A global pandemic. Record-breaking wildfires, hurricanes, flooding, and heat waves. Mind-boggling swings in financial markets and unemployment rates. Communities on edge. Vast populations of people and animals displaced. Are the locusts next?
2020 has certainly been one of the most challenging years in memory. Unfortunately, experts agree that this year is not necessarily an outlier, but indicative of increasingly volatile times to come.
Health experts predict that, due to the combination of urban sprawl and habitat destruction, the interaction between animal species and humans will continue to increase, opening the door to the ongoing spread of contagious diseases like the Coronavirus.
Climate scientists project that ever-growing levels of carbon emissions will continue to intensify atmospheric moisture, further exacerbating climate instability and severe weather events.
And extreme drought conditions, in conjunction with the disruption of the natural burn cycle in forests and prairies, has yielded a “performance enhancer” effect for wildfire, metamorphosizing what should be moderate fire events into apocalyptic infernos, the scale of which would even alarm Dante.
With each passing day, we creep closer and closer to the threshold where life as we know it is irreversibly changed.
In fact, according to the United Nations’ Intergovernmental Panel on Climate Change, we have ten years to transform our entire socioeconomic system before we reach a point of no return, precipitously falling into a new age of fire—the Pyrocene era—which threatens to completely unhinge the planet.
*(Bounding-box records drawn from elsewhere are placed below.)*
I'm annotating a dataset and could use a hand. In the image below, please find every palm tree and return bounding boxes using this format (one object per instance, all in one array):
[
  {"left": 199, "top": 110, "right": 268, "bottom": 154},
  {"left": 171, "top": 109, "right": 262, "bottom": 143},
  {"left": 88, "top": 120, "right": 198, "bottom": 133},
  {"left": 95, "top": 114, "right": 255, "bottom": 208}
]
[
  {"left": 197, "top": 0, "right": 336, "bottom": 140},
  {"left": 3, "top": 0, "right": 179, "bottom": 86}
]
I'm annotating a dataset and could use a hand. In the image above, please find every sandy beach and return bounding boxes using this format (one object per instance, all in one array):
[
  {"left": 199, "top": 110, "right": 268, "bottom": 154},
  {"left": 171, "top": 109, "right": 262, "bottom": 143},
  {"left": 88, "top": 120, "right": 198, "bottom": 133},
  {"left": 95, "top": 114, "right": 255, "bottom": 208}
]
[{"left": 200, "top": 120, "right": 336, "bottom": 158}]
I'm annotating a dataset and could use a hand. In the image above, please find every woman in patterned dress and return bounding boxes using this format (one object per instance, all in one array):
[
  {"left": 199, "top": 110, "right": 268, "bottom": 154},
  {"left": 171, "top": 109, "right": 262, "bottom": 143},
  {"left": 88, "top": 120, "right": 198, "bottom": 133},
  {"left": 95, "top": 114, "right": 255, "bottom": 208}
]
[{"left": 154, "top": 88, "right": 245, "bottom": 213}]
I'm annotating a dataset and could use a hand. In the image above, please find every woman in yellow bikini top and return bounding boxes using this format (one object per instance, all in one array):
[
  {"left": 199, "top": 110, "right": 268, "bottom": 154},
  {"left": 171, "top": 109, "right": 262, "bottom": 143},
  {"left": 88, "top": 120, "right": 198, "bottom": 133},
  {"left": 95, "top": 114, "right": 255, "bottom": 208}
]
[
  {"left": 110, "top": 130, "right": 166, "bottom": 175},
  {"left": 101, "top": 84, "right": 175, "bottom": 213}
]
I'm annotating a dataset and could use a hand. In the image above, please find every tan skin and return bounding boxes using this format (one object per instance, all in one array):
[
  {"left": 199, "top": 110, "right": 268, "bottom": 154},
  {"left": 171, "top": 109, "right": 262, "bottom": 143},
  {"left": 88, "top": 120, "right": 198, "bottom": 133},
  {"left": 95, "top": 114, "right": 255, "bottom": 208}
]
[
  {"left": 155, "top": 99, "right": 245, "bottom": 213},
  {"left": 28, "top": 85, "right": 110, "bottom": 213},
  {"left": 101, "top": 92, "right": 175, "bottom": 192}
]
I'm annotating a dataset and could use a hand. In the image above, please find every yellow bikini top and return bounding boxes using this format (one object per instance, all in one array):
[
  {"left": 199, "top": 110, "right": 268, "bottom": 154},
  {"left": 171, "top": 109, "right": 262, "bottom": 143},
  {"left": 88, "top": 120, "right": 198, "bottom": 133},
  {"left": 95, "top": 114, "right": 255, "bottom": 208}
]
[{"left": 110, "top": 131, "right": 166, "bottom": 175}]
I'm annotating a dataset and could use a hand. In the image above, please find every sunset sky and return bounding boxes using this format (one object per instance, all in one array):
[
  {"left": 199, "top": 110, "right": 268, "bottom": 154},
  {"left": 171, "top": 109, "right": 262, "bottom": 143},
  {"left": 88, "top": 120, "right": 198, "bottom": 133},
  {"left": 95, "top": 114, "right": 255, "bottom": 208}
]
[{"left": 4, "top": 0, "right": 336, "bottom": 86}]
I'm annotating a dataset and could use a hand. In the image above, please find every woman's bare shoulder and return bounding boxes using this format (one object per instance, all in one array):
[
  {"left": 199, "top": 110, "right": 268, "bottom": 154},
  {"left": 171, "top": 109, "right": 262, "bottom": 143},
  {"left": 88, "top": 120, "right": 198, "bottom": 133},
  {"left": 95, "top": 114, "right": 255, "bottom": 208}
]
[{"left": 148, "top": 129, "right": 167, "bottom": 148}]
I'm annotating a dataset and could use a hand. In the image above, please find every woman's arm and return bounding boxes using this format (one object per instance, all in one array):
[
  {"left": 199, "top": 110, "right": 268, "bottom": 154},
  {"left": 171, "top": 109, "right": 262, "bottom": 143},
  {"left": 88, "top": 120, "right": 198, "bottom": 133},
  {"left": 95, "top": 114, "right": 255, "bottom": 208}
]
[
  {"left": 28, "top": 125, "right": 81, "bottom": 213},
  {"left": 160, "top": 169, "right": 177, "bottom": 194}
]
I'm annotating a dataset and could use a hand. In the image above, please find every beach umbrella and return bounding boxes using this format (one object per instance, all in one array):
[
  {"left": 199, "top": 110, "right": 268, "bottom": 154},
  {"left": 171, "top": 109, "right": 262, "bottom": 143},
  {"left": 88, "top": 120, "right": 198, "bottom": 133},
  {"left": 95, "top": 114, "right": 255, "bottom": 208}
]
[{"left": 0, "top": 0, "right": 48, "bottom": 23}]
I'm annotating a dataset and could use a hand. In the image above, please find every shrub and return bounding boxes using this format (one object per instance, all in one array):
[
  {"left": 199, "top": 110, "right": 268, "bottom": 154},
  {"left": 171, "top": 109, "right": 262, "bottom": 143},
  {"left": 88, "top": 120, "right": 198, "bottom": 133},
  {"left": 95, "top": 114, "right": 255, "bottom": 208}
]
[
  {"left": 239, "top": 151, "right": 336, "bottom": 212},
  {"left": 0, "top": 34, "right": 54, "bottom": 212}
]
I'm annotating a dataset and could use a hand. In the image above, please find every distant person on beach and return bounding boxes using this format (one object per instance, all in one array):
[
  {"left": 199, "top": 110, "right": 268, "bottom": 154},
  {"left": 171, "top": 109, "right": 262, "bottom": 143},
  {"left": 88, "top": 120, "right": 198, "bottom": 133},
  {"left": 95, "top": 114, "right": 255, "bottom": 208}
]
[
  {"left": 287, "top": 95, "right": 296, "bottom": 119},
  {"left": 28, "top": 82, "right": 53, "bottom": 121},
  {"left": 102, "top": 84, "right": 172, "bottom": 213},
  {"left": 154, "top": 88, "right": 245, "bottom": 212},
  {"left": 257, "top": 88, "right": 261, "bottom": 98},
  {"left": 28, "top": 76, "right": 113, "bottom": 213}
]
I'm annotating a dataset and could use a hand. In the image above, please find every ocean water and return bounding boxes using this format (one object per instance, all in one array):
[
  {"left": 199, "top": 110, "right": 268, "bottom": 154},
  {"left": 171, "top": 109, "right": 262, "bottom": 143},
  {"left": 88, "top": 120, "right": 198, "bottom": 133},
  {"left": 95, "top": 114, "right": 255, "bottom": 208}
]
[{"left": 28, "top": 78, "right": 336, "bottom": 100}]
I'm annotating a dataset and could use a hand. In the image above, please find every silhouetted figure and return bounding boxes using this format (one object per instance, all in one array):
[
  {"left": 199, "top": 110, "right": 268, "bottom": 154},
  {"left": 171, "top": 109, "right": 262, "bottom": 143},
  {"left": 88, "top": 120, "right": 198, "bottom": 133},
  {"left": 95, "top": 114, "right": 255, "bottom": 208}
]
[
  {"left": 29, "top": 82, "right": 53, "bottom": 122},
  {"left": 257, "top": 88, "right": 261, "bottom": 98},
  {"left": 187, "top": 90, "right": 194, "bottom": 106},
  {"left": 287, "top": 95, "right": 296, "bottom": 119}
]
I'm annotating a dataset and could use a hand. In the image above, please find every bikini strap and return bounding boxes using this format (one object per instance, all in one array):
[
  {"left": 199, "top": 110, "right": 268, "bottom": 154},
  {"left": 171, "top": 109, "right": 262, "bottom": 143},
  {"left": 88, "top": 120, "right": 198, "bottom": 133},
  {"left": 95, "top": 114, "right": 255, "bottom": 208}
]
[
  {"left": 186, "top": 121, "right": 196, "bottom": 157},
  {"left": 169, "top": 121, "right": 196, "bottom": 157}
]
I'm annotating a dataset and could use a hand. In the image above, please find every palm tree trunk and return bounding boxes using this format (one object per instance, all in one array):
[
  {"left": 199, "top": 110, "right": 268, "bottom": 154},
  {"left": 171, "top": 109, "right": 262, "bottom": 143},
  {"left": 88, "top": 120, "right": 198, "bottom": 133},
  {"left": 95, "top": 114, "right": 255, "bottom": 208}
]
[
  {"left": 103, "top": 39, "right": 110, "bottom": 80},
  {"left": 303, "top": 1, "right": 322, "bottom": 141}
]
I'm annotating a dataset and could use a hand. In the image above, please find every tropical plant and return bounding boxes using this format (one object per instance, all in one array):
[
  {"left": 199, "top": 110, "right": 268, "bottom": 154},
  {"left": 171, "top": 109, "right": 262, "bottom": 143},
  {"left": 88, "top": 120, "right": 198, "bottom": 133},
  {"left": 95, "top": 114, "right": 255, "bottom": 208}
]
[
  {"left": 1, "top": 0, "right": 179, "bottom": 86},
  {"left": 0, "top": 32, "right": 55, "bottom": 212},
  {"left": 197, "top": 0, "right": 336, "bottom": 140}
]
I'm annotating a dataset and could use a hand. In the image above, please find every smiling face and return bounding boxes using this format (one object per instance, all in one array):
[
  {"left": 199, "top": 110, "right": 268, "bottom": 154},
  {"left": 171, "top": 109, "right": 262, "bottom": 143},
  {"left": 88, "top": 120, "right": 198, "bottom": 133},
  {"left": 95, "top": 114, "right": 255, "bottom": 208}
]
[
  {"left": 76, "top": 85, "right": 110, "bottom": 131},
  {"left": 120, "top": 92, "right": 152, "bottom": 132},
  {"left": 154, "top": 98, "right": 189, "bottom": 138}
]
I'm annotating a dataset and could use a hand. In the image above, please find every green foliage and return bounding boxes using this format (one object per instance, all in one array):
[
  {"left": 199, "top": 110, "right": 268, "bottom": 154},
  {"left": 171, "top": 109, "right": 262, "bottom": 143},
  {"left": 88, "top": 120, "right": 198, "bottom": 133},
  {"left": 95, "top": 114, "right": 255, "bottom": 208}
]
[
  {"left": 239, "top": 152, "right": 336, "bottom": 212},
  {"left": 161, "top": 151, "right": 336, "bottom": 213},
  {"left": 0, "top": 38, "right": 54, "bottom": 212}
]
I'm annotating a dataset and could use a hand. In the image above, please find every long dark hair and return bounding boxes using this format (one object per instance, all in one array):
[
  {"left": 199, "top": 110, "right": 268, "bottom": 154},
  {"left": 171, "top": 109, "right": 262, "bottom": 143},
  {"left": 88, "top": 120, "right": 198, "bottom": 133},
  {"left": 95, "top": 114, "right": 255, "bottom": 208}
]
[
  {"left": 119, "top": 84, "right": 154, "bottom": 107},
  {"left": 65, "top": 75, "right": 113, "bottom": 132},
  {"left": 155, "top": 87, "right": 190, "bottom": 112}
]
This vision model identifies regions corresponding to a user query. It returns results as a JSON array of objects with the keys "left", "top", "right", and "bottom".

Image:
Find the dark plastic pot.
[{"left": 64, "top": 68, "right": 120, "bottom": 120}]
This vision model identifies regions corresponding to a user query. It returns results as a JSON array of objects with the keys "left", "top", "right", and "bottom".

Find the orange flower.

If this happens, Arizona State University professor Stephen Pyne predicts that we’d find ourselves in “a no-narrative, no-analogue future, so immense and unimaginable that the arc of inherited knowledge that joins us to the past will be broken.”
A daunting outlook to be sure, and one that begs the question: Will the heartbreaking year of 2020 help us to marshal the inspiration and innovation that is needed to solve for our public health and climate emergencies, or will the future witness our continued dystopic demise, brought about by Faustian agreements resulting from greed and short-sightedness driven by our desperate quest for the seduction of more?
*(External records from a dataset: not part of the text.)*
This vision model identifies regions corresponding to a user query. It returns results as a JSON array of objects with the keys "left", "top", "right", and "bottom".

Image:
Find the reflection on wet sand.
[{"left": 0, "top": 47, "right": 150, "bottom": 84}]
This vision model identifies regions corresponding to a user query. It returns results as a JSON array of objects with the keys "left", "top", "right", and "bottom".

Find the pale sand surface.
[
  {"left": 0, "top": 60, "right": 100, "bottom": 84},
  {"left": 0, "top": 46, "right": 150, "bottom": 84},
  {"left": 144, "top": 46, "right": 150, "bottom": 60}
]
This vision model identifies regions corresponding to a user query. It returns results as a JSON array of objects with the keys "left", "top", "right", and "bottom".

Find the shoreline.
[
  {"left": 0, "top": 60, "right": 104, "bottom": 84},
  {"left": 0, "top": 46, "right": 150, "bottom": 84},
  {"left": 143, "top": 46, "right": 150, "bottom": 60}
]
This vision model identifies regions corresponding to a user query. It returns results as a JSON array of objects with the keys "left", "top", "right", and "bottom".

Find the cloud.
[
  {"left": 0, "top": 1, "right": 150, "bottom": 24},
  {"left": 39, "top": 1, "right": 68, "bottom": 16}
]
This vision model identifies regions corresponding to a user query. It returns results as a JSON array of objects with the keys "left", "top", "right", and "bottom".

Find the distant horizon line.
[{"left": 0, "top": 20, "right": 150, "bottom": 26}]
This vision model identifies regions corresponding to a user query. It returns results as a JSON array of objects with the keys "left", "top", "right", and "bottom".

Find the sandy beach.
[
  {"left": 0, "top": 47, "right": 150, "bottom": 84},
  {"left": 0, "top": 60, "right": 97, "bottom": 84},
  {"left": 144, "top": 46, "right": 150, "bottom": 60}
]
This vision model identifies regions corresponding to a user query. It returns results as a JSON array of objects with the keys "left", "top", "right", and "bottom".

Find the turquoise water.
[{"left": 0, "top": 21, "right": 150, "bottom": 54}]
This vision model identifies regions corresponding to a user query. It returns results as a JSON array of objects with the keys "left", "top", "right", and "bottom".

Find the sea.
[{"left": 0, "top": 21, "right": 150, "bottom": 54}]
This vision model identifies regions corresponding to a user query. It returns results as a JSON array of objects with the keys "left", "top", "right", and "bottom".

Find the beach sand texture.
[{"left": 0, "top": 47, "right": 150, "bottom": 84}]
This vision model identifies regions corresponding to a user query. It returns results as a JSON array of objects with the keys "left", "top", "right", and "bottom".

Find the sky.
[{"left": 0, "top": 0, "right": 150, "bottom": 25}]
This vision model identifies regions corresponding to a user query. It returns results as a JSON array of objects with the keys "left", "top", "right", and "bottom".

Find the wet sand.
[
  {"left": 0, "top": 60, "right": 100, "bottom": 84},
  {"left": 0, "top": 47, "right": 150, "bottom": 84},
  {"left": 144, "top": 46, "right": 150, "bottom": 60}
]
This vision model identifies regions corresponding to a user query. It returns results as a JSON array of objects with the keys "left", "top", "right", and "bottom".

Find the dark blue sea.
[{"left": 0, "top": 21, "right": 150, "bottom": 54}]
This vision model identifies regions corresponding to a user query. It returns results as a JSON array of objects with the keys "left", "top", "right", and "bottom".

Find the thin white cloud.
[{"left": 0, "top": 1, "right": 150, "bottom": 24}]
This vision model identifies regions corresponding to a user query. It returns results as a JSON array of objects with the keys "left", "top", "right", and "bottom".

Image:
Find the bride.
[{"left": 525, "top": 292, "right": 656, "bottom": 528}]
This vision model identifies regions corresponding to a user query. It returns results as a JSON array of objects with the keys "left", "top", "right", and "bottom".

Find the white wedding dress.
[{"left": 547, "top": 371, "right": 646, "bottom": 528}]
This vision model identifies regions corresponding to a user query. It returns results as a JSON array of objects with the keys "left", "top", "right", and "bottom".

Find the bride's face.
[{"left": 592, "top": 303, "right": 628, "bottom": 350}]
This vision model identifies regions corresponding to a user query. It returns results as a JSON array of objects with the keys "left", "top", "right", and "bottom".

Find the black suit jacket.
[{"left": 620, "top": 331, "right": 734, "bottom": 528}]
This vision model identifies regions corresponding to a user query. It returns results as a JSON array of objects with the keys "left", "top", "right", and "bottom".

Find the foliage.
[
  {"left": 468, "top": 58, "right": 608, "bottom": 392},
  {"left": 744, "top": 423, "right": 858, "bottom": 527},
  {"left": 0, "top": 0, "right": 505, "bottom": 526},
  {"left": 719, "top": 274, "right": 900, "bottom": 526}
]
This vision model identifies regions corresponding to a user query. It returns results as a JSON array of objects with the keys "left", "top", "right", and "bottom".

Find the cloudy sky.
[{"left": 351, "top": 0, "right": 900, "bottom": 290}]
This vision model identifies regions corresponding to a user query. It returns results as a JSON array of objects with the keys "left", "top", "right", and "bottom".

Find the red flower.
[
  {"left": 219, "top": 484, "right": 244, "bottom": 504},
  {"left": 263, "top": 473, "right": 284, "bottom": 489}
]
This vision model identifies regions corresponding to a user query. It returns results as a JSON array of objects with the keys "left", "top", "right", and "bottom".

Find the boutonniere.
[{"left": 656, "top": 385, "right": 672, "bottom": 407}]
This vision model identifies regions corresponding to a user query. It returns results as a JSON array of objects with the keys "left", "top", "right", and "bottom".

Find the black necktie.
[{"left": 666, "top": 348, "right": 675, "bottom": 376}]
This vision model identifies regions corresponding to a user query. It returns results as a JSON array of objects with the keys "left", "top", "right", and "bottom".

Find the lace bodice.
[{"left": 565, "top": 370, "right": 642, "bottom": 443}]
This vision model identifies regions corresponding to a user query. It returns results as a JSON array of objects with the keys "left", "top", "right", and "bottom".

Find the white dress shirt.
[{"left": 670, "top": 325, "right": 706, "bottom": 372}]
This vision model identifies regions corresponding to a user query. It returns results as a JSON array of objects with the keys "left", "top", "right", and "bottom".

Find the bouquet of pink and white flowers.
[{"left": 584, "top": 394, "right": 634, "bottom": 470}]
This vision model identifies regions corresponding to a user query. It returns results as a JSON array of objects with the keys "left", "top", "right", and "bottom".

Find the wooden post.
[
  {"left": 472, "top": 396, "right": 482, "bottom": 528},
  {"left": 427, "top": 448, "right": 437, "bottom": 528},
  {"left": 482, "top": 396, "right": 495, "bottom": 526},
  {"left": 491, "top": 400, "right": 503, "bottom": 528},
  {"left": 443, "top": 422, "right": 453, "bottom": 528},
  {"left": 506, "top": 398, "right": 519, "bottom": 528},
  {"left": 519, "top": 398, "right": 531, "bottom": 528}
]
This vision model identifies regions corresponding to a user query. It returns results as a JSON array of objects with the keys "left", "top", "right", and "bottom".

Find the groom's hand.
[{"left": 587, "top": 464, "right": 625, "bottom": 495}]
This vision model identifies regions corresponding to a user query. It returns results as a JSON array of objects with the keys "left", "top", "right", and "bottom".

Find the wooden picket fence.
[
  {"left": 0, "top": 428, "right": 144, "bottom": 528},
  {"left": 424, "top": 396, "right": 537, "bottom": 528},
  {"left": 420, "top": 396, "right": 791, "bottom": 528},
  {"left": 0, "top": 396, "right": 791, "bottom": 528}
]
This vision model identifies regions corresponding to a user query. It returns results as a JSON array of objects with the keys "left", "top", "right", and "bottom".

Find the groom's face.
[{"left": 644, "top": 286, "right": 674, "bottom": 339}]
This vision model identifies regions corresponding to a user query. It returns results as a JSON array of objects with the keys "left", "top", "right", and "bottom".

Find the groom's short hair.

Will we allow the global pandemic to deepen our understanding that we are one integrated organism, and that every action we take is just a ripple in a pond, affecting every other living species across the planet? Will it help us appreciate that we must take care of ourselves, our communities, and the only place that humans (at least at this point) can call Home?
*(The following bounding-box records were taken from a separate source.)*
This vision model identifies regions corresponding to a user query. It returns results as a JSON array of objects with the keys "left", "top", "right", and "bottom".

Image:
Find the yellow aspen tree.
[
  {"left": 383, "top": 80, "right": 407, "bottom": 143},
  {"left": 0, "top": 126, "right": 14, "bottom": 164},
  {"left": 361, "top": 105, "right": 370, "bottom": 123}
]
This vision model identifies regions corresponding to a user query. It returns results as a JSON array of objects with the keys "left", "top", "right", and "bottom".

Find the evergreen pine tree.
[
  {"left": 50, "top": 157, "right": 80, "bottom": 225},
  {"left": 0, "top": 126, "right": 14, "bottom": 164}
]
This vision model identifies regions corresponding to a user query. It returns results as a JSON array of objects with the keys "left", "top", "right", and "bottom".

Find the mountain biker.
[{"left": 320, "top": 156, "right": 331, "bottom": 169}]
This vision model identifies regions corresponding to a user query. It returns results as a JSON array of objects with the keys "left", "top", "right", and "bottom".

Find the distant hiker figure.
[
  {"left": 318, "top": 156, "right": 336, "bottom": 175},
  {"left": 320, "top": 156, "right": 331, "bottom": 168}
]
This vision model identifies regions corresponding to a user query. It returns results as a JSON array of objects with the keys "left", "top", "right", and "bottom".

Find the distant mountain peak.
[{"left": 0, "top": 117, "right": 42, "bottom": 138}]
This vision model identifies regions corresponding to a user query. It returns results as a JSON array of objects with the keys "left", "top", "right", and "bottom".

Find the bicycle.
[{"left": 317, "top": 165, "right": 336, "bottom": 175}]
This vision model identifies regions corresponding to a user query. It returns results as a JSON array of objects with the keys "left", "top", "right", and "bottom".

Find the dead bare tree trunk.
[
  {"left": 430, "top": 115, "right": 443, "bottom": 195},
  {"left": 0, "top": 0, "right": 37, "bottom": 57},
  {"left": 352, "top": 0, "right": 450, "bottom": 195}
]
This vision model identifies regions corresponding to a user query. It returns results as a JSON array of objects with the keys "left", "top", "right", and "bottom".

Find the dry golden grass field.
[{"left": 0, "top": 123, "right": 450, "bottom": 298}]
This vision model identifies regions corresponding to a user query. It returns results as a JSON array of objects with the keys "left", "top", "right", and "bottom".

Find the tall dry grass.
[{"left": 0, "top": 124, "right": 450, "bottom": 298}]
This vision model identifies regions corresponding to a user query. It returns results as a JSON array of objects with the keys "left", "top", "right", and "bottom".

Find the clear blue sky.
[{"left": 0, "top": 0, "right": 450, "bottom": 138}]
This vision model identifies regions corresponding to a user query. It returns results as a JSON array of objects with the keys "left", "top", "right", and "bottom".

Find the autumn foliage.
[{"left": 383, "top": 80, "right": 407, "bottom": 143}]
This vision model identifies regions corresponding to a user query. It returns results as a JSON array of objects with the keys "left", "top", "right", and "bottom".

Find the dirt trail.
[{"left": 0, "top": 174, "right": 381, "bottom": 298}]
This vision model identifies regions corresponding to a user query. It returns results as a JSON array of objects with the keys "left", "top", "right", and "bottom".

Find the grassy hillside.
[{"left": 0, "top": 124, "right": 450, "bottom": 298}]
And will that enhanced awareness then drive us to pivot our underlying financial system and social constructs accordingly?
How can we turn catastrophe into opportunity, healing ourselves and our planet in the process?
I truly wish I had the answer, and I’m certain that there is no silver bullet solution. For now, I believe that the path to recovery is through the process of finding peace and purpose, discovering joy in the little things, appreciating the small victories, understanding the difference between luxuries and necessities, and expressing abundant, unconditional love for those around us.
For, as the proverb goes, “Shared joy is a double joy; shared sorrow is half sorrow.”